II. - 1. À compter de la publication de la présente loi et à titre exceptionnel pour l'année 2008, à défaut d'accord collectif, l'employeur peut définir unilatéralement les modalités d'accomplissement de la journée de solidarité après consultation du comité d'entreprise ou, à défaut, des délégués du personnel s'ils existent.
2. Le cinquième alinéa de l'article L. 212-16 du code du travail est supprimé.
M. le président. L'amendement n° 1, présenté par M. Lardeux, au nom de la commission, est ainsi libellé :
Compléter le cinquième alinéa (3°) du texte proposé par le 2° du I de cet article pour l'article L. 3133-8 du code du travail, dans sa rédaction issue de l'ordonnance n° 2007-329 du 12 mars 2007, par les mots :
, sans possibilité de fractionner cette durée sur plus de deux jours
La parole est à M. le rapporteur.
M. André Lardeux, rapporteur. Si vous le permettez, monsieur le président, je présenterai en même temps les amendements nos 1 et 2, car ils ont le même objet.
Mme la secrétaire d'État souhaite que la solidarité pour l’autonomie des personnes âgées et des personnes handicapées soit effective et concrète. Or la commission s’est interrogée sur le caractère concret de cette solidarité.
M. Nicolas About, président de la commission des affaires sociales. Et sur son effectivité !
M. André Lardeux, rapporteur. Certes, monsieur le président de la commission, mais on peut espérer que les financements dégagés garantissent cette effectivité !
Ce qui nous pose problème, c’est le morcellement de la journée de solidarité, certaines entreprises publiques constituant à cet égard des cas extrêmes. On nous affirme que ce n’est pas exact et que l’interprétation de la commission n’est pas la bonne. Toutefois, lorsque je lis la note interne de la SNCF sur le fractionnement de la journée de solidarité, qui figure dans le rapport de la commission, le scepticisme me gagne, je dois l’avouer : d'abord, ce texte est difficile à comprendre ; ensuite, il n’est pas transparent ; enfin, j’ai l’impression que le temps de travail supplémentaire prévu par la SNCF – une minute et onze ou douze secondes – n’existe même pas !
C'est pourquoi, mes chers collègues, la commission vous propose d’encadrer la journée de solidarité, en faisant en sorte que celle-ci soit répartie sur deux jours au maximum dans l’année, au choix bien sûr des partenaires sociaux ou des entreprises concernées.
J'ajoute que je suis sceptique aussi s'agissant du dialogue social, car les accords de branche sont très rares et les accords d’entreprises ne semblent guère plus nombreux, comme l’a souligné M. Besson dans son rapport.
M. Paul Blanc. Très bien !
M. le président. Quel est l’avis du Gouvernement ?
Mme Valérie Létard, secrétaire d'État. En visant à empêcher le fractionnement de la journée de solidarité au-delà de deux demi-journées, cet amendement contrevient à l’esprit de la proposition de loi, dont l’objet est avant tout de répondre au besoin de souplesse mis en évidence par le rapport Besson.

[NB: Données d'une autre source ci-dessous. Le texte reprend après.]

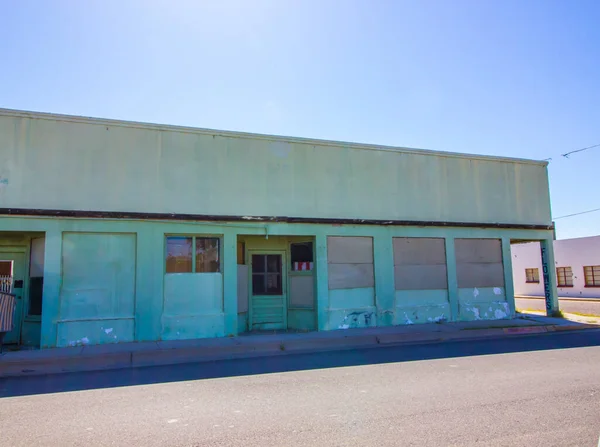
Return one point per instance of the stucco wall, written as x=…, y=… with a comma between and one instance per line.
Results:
x=67, y=163
x=574, y=253
x=105, y=278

La réforme proposée doit en effet permettre que l’accomplissement de la journée de solidarité soit réalisé de la manière la plus souple possible, afin que les modalités de mise en œuvre s’adaptent au plus près des besoins de notre pays, des entreprises et des salariés.
Instaurer en amont des limites de principe à la possibilité de fractionner la journée de solidarité apparaîtrait comme une rigidité inutile, nuisant dans les faits au bon déroulement de celle-ci. De surcroît, cela risquerait de remettre en cause des accords collectifs déjà conclus prévoyant un fractionnement plus important et qui étaient basés, au moment de leur conclusion, sur des souplesses antérieurement permises par le législateur.
Dans l’esprit du texte, il revient donc aux partenaires sociaux, en aval, de mettre en place un fractionnement plus important, s’ils l’estiment utile compte tenu des contraintes auxquelles ils sont confrontés. La souplesse et l’adaptation restent les clefs du bon déroulement de la journée de solidarité nationale. C’est pourquoi le Gouvernement demande le retrait de cet amendement.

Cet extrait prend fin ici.